Toy task system in PostgreSQL

I’ve been reading SQL Performance Explained book recently and got curious how performant is PostgreSQL with properly configured partial indices. Thus in this blog post I’ll construct a toy task management system example which supports inter-task dependencies.

To get started I’m using postgres 13:

CREATE TABLE tasks (
    id uuid PRIMARY KEY DEFAULT gen_random_uuid(),
    data JSONB NOT NULL,
    deps uuid[],
    finished bool NOT NULL default false
);

The database schema is quite simple. Let’s the the producer code:

func producer(ctx context.Context) error {
	for {
		rateLimit <- struct{}{}
		if _, err := genFn(ctx, 3); err != nil {
			return err
		}
	}

}

func genFn(ctx context.Context, depth int) (*uuid.UUID, error) {
	t := time.Now()
	id := uuid.New()
	deps := make([]uuid.UUID, 0)

	numDep := int(rand.Int31n(4))
	if depth >= 3 {
		numDep = 0
	}

	for i := 0; i < numDep; i++ {
		u, err := genFn(ctx, depth + 1)
		if err != nil {
			return nil, err
		}
		deps = append(deps, *u)
	}

	conn, err := pool.Acquire(ctx)
	if err != nil {
		return nil, err
	}
	defer conn.Release()

	_, err = conn.Exec(ctx, `
		INSERT INTO tasks(id, data, deps) 
		VALUES ($1, '{}', $2)
	`, id, deps)
	if err != nil {
		return nil, err
	}
	addedProcessed.Inc()
	addedDuration.Observe(float64(time.Since(t))/ float64(time.Second))
	return &id, nil
}

It’s quite straightforward how it implements random small tree of tasks to be executed. There’s rate-limiting component to this that produced doesn’t go too far ahead of the worker since I wish not fill my database with unprocessed entries too quickly.

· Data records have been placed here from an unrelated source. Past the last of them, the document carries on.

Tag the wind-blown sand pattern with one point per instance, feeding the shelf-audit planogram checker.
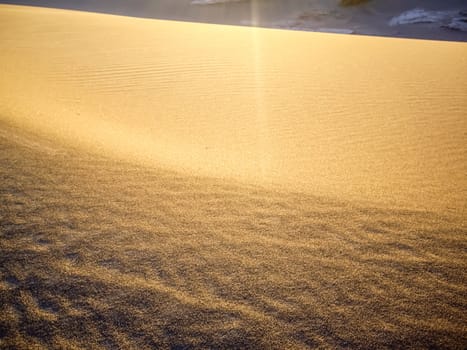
(178, 185)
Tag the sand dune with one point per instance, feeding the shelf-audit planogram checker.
(364, 118)
(174, 185)
(98, 253)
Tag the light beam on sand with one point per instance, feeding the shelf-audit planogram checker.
(261, 125)
(367, 118)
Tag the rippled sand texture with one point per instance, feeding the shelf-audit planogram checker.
(176, 186)
(97, 253)
(355, 117)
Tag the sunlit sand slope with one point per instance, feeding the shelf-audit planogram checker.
(96, 253)
(366, 118)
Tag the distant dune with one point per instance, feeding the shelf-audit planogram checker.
(364, 118)
(177, 185)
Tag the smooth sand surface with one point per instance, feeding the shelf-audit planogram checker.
(354, 117)
(175, 185)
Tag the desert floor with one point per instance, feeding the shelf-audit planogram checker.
(177, 185)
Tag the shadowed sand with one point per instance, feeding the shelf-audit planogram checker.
(175, 185)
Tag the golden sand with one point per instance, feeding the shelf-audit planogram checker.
(320, 152)
(356, 117)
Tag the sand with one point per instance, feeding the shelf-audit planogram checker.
(178, 185)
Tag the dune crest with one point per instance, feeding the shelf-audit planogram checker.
(372, 119)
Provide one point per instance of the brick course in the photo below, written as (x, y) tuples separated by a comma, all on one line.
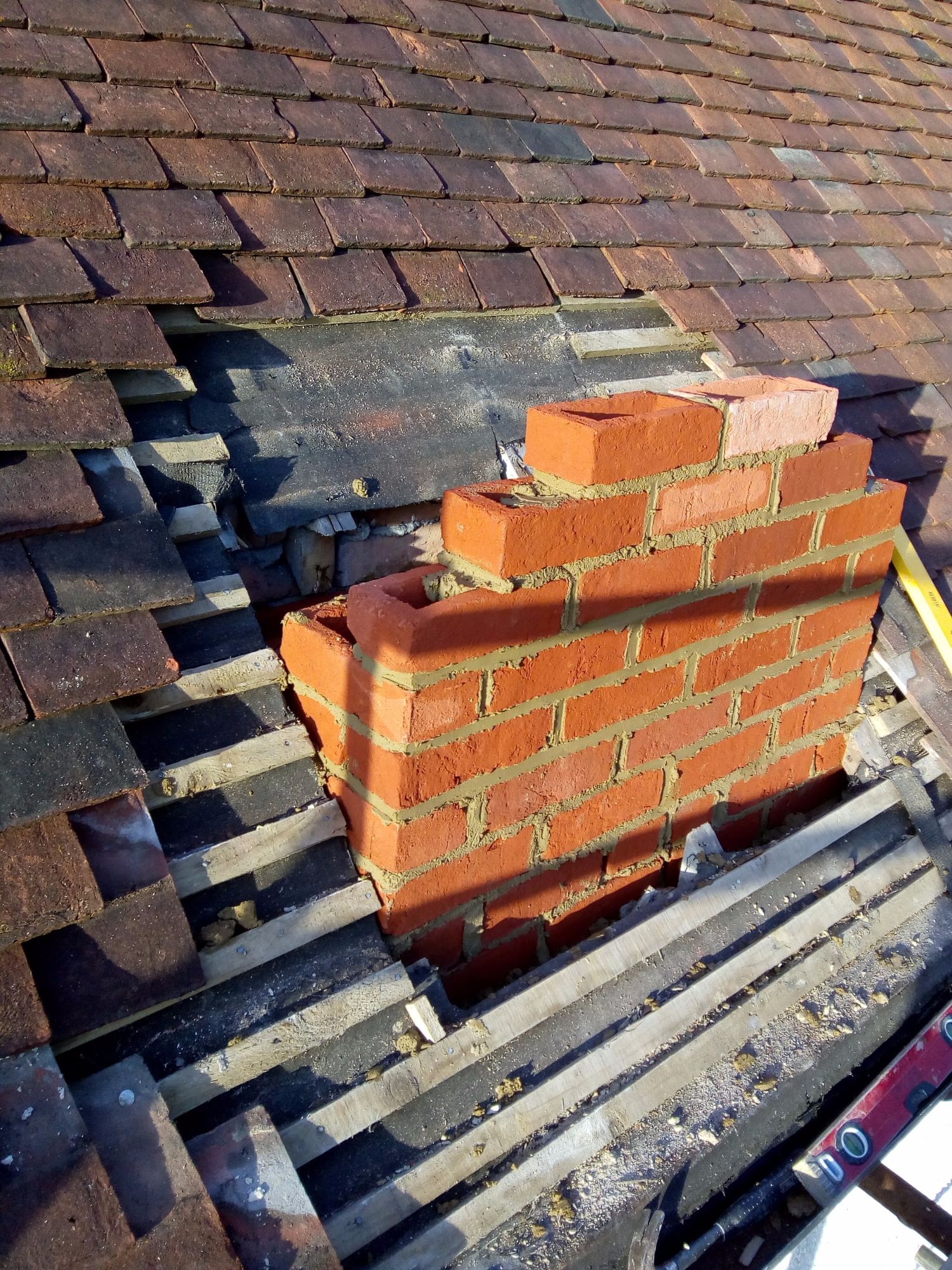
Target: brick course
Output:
[(667, 625)]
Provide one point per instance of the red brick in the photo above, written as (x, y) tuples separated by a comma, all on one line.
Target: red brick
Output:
[(606, 440), (449, 886), (678, 731), (690, 624), (635, 697), (692, 816), (558, 669), (630, 584), (837, 620), (492, 968), (874, 514), (830, 756), (394, 624), (873, 566), (837, 467), (442, 947), (736, 661), (802, 586), (399, 846), (723, 759), (540, 895), (508, 531), (851, 656), (786, 774), (835, 707), (691, 505), (753, 551), (765, 413), (326, 731), (554, 783), (600, 816), (604, 906), (404, 780), (318, 651), (635, 848), (781, 689)]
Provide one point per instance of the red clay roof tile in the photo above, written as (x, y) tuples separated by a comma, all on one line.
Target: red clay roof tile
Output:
[(277, 227)]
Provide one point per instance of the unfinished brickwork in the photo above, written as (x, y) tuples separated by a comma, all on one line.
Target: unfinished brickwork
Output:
[(666, 627)]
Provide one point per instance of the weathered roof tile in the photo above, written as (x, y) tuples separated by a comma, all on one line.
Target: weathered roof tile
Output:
[(43, 492), (82, 411), (376, 222), (348, 283), (142, 275), (172, 218), (82, 159), (255, 289), (40, 270), (122, 110), (97, 336), (36, 104), (435, 280), (277, 227)]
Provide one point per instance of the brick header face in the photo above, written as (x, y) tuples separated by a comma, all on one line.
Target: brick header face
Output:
[(667, 625)]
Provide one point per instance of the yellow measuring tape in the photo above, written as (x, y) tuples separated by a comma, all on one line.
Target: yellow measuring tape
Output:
[(922, 591)]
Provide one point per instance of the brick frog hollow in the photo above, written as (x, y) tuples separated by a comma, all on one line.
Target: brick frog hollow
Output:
[(667, 625)]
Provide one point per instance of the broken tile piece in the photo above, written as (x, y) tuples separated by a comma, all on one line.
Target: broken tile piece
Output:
[(86, 662), (767, 413), (77, 337), (22, 599)]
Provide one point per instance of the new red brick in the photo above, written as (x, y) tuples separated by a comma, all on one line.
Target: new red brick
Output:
[(785, 688), (540, 895), (394, 623), (837, 467), (635, 697), (690, 505), (802, 586), (447, 886), (786, 774), (690, 624), (508, 531), (319, 655), (757, 549), (601, 816), (630, 584), (833, 708), (553, 783), (678, 731), (406, 780), (394, 845), (874, 514), (606, 440), (720, 760), (558, 669), (736, 661)]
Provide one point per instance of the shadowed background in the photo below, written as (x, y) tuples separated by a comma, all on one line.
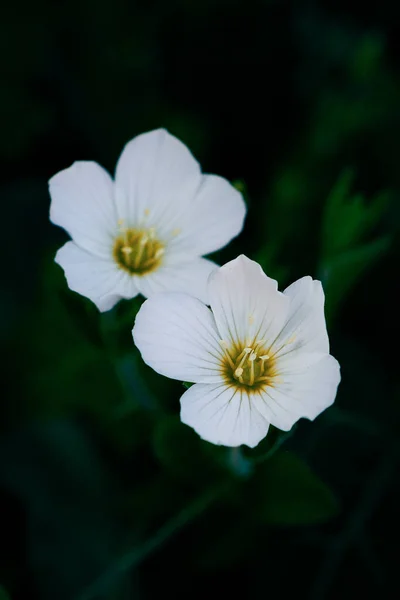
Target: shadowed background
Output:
[(103, 493)]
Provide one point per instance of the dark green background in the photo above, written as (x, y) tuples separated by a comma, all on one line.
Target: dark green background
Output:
[(298, 103)]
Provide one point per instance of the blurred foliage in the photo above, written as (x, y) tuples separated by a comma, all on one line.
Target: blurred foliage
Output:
[(103, 492)]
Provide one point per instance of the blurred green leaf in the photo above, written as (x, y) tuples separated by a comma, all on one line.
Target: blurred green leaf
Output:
[(348, 218), (3, 594), (54, 470), (339, 274), (84, 314), (186, 455), (291, 494)]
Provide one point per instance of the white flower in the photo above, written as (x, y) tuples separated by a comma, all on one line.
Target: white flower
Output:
[(258, 357), (146, 231)]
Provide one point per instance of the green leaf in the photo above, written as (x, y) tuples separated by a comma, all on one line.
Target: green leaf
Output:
[(291, 494), (349, 218), (56, 472), (184, 454), (3, 594), (339, 274)]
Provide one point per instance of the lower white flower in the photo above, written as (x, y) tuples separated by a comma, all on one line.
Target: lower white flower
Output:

Anyhow this is the code for processing a single entry:

func processEntry(ctx context.Context, id uuid.UUID) error {
	t := time.Now()
	conn, err := pool.Acquire(ctx)
	if err != nil {
		return err
	}
	defer conn.Release()
	tx, err := conn.Begin(ctx)
	if err != nil {
		return err
	}
	if _, err := tx.Exec(ctx, `
UPDATE tasks
SET finished = TRUE
WHERE id = $1`, id); err != nil {
		return err
	}
	if _, err := tx.Exec(ctx, `
UPDATE tasks
SET deps = array_remove(deps, $1)
WHERE $1 = ANY (deps)
				`, id); err != nil {
		return err
	}
	if err := tx.Commit(ctx); err != nil {
		return err
	}
	opsProcessed.Inc()
	atomic.AddInt64(&totalProcessed, 1)
	opsLatency.Observe(float64(time.Since(t)) / float64(time.Second))
	return nil
}

And a small runner for a worker:

func worker(ctx context.Context) error {
	for {
		conn, err := pool.Acquire(ctx)
		if err != nil {
			return err
		}
		rows, err := conn.Query(ctx, `
SELECT id, data
FROM tasks
WHERE finished = FALSE AND deps = '{}'
`)
		if err != nil {
			conn.Release()
			return err
		}
		for rows.Next() {
			taskId := uuid.UUID{}
			data := ""
			if err := rows.Scan(&taskId, &data); err != nil {
				conn.Release()
				return err
			}
			<-rateLimit
			if err := processEntry(ctx, taskId); err != nil {
				conn.Release()
				return err
			}
		}
	}
}

For now I’ll just leave single worker & single consumer. Since there are no indices (except PK one) this is, just well not ideal. On my home PC I have throughput of 150-200 tasks processed per second with generator running waay ahead of the consumer. Though after reaching around 500 000 taks in the system this crawls to an halt, at about 25 items per seconds.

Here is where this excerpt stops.